This New Year needs new noise. This New Year needs new poise. This New Year needs these boys.

Polemically raging, sonically engaging and a necessitated contagion, debut album by Bristol’s LICE the timely titled ‘WASTELAND: What ails our people is clear’ is a clattering smattering of assonance, dissonance and resonance.

Nothing is (im)passive. Everything must be (pro)active. Anger 2.0 is more than an energy, it’s a call to arms (figuratively speaking).

There are tonal traces of Pere Ubu’s (t)experimentalism, all serrated guitars that manage to make twine-tuning sound orchestral within a quiet>loud>louder formulae and sprechgesang vocals sung subdued and/or roof-raising. At other times they remind of contemporaries Black Midi and Idles and others of the mysterious The Legendary Pink Dots (especially on closer ‘Clear’) and Throbbing Gristle’s existential horrorscapes. There’s so much going on FULL ATTENTION is not expected it’s demanded.

With titles (‘satirical doctrines’) such as ‘Imposter’, ‘Pariah’, ‘Persuader’ and ‘Arbiter’ there’s a narrative-poetic spine that points at the perpetrators, sights the parasites and reveals the concealed. Liminal minimal meets subliminally pivotal.

Accompanying the album is a manifesto and dystopic(al) short story that contextualises and expresses the narrative concerns at the heart of the matter. Within the context of the story (an x-rated sci-fi escapade) The Conveyor relates the schemes of the shadowy RDC and flamboyant Dr Coehn to engineer the human race’s self-annihilation. I wonder W.H.O. this could be interpreted at …? Answers on a postcard to …

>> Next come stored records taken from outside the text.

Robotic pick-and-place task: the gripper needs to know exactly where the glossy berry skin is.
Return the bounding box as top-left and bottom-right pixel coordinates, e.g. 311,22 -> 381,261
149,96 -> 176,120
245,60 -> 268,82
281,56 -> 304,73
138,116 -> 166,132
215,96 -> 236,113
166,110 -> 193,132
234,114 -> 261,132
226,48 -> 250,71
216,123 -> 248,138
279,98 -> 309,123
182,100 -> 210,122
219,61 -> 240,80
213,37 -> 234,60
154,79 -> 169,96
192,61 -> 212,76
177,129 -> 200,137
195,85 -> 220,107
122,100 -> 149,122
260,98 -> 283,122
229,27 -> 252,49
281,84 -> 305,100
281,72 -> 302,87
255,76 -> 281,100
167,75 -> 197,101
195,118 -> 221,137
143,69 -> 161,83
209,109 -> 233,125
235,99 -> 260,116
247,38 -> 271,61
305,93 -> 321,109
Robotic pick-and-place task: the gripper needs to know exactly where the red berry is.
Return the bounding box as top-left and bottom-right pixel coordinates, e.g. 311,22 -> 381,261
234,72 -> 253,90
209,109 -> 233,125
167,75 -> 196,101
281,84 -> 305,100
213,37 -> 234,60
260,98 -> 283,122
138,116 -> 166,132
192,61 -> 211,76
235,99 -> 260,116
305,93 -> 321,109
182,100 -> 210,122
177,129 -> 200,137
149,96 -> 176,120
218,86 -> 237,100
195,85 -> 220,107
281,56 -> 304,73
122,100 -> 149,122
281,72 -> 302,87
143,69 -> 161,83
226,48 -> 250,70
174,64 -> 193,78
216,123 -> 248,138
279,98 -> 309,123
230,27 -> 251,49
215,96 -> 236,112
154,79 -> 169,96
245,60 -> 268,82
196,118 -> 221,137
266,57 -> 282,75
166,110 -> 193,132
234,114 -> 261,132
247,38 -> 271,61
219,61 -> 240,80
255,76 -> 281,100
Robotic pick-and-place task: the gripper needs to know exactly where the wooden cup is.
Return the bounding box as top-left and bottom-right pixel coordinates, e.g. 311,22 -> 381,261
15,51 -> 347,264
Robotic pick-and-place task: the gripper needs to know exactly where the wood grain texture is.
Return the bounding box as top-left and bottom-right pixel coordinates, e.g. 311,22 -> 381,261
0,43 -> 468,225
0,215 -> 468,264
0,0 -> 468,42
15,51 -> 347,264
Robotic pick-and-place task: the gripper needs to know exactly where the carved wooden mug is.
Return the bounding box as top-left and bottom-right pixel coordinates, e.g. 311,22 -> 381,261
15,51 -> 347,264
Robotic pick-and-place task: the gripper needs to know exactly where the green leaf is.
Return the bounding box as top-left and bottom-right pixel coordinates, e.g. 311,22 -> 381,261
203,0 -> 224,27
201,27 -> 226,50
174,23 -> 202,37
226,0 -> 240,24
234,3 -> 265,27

Opener ‘Conveyor’ hums and thrums a motorik electro-pulse on the verge of combustion augmented by a heavy metallic mental maelstrom. The filmic and gradually building ‘Serata’ potently packs a malevolent punch before erupting into a sonic slash n’ burn saga.

The hot-metal ire-n-brimstone ‘Pariah’ is for the alienated, the atomised, the ostracised. The outspoken, the heretic. In an epoch of mediated and uniformed conformity, to question is human, to defer supine. The grand finale, ‘Clear’ (featuring band associate Katy J Pearson and Goat Girl’s Lottie Cream and Holly Hole on ethereal duties) has echoes of early Alice Cooper; gothically portentous, the sounds of (hu)mancipation or further abnegation? The right choices must be made.

The overall result is a post-industrial-prog-punk-rock-opera-opus, a ‘Disconcerto’, if you like and arguably the first of its kind. The album cover itself depicts a Salvador Dali-esque surrealistic barren landscape visage. As an articulation of 2020’s psychically damaging and ravaging effects, the album is a balming, becalming tonic for this time of tumult.

Angry, abrasive, antagonistic, this won’t be for everyone, nor could it or should it be. Buckle, up, strap yourself in and embrace and engage (wilfully) with the WASTELAND.